July 14, 1992
Appeal from the Supreme Court, Erie County, Flaherty, J.
Present — Callahan, J.P., Green, Lawton, Boehm and Davis, JJ.
Order unanimously affirmed without costs. Memorandum: Supreme Court properly granted defendants' motion for summary judgment dismissing plaintiff's complaint. Contrary to plaintiff's assertions, we conclude that the statement contained in the information subpoena mailed to plaintiff's employer is not libelous per se (see, Wilson v. Merrill Lynch, Pierce, Fenner Smith, 111 A.D.2d 807, affd 66 N.Y.2d 988; 43 N.Y. Jur 2d, Defamation and Privacy, §§ 7, 8), and, therefore, the second, fourth and sixth causes of action were correctly dismissed. Moreover, the statements contained in the information subpoena were absolutely privileged because they were made in the course of a judicial proceeding in which plaintiff was a named party and were material and pertinent to the litigation (see, CPLR 5223; Baratta v. Hubbard, 136 A.D.2d 467, 468-469; Klein v. McGauley, 29 A.D.2d 418, 420; Cooper v. Stone, 14 A.D.2d 814; Schneider v Sachs Quality Stores, 14 Misc.2d 582, 583). Additionally, the circumstance that the information subpoena issued in the proceeding was affected by mistaken identity does not "deprive the legal process of that privilege" (Schneider v. Sachs Quality Stores, supra, at 584).

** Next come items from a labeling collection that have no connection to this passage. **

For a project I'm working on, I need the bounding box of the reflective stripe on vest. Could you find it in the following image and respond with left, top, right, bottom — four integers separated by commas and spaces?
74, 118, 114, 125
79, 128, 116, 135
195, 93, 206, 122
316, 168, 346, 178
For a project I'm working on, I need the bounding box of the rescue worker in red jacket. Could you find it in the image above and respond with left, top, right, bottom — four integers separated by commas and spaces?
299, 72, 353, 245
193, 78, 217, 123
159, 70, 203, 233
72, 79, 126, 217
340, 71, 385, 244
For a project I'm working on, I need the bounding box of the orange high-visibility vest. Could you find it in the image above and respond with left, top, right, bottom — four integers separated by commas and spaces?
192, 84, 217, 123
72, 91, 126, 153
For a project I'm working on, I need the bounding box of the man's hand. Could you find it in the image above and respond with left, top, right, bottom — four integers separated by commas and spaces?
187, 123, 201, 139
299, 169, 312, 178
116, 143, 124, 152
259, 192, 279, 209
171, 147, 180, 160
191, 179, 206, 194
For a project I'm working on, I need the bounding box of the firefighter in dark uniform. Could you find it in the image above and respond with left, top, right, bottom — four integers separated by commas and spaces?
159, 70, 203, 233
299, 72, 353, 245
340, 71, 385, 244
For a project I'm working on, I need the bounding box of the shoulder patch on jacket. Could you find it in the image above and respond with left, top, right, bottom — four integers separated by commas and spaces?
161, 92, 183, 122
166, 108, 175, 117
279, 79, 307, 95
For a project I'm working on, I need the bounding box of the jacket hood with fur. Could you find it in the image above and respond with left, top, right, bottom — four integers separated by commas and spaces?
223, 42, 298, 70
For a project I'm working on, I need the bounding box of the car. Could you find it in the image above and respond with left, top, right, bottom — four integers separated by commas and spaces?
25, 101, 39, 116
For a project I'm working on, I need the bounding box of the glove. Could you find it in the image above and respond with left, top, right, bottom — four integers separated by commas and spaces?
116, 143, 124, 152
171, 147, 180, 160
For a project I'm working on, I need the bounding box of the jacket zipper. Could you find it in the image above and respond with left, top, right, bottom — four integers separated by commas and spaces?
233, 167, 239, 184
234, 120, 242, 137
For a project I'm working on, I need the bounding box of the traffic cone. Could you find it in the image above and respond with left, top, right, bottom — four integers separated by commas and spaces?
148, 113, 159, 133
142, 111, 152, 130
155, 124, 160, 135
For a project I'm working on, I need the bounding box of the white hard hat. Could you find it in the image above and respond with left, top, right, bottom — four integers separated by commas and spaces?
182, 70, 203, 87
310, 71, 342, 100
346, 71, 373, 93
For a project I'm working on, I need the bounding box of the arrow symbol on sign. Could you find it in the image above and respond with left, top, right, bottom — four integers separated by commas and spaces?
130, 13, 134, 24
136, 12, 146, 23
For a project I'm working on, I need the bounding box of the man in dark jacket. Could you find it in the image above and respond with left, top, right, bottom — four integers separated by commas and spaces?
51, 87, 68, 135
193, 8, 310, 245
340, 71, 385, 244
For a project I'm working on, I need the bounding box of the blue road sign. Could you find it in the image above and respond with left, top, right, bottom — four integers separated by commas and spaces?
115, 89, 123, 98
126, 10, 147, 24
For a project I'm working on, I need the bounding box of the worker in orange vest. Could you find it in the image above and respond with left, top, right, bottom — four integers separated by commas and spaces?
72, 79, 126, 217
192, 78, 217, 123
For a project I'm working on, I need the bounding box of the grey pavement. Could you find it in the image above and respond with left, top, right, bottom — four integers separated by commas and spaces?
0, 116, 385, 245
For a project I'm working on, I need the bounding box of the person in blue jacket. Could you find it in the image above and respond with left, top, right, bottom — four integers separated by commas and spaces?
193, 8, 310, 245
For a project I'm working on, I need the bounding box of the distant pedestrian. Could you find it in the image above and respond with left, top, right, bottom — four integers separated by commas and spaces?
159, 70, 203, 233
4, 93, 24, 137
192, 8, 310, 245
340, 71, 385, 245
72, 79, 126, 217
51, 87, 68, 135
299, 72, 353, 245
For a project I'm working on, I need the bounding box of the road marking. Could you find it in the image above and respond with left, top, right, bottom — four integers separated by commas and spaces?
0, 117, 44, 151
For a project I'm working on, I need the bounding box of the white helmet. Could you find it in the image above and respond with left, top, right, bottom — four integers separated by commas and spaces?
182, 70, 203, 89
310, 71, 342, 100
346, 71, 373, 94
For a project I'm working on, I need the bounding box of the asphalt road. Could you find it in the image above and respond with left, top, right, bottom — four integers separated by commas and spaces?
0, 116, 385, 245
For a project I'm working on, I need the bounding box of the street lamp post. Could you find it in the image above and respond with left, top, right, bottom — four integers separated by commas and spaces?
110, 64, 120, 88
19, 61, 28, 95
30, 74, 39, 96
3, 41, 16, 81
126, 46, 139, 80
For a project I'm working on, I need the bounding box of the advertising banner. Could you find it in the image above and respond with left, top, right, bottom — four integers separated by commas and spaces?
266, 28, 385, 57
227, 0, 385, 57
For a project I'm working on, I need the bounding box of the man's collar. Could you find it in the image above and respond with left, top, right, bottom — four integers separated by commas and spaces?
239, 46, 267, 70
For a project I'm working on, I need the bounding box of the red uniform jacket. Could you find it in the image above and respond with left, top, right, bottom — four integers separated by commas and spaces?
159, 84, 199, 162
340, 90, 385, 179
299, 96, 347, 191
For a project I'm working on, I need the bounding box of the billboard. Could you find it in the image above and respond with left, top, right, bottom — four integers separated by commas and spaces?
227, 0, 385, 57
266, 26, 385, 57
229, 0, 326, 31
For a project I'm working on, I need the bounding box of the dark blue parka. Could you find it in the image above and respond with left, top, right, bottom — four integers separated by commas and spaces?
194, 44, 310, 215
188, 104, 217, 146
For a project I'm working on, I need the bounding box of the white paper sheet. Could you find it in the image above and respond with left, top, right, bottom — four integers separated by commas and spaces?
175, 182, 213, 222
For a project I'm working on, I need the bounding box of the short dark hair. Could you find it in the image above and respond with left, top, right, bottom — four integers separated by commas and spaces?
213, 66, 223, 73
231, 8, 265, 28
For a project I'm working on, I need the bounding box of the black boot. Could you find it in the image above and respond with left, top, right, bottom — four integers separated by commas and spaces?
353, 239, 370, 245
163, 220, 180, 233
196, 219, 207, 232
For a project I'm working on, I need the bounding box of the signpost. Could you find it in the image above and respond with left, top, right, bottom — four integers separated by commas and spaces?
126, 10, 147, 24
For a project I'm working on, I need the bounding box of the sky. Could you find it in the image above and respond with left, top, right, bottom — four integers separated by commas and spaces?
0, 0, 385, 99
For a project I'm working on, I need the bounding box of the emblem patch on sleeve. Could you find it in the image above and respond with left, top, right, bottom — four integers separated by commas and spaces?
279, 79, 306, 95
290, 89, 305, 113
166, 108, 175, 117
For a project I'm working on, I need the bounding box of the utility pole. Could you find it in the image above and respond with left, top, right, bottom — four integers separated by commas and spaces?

Plaintiff's remaining causes of action, which seek recovery for the infliction of emotional distress due to defendants' alleged gross negligence, also properly were dismissed. Plaintiff failed to offer any evidence that defendants were guilty of conduct "'so outrageous in character, and so extreme in degree, as to go beyond all possible bounds of decency, and to be regarded as atrocious, and utterly intolerable in a civilized community'" (Murphy v. American Home Prods. Corp., 58 N.Y.2d 293, 303).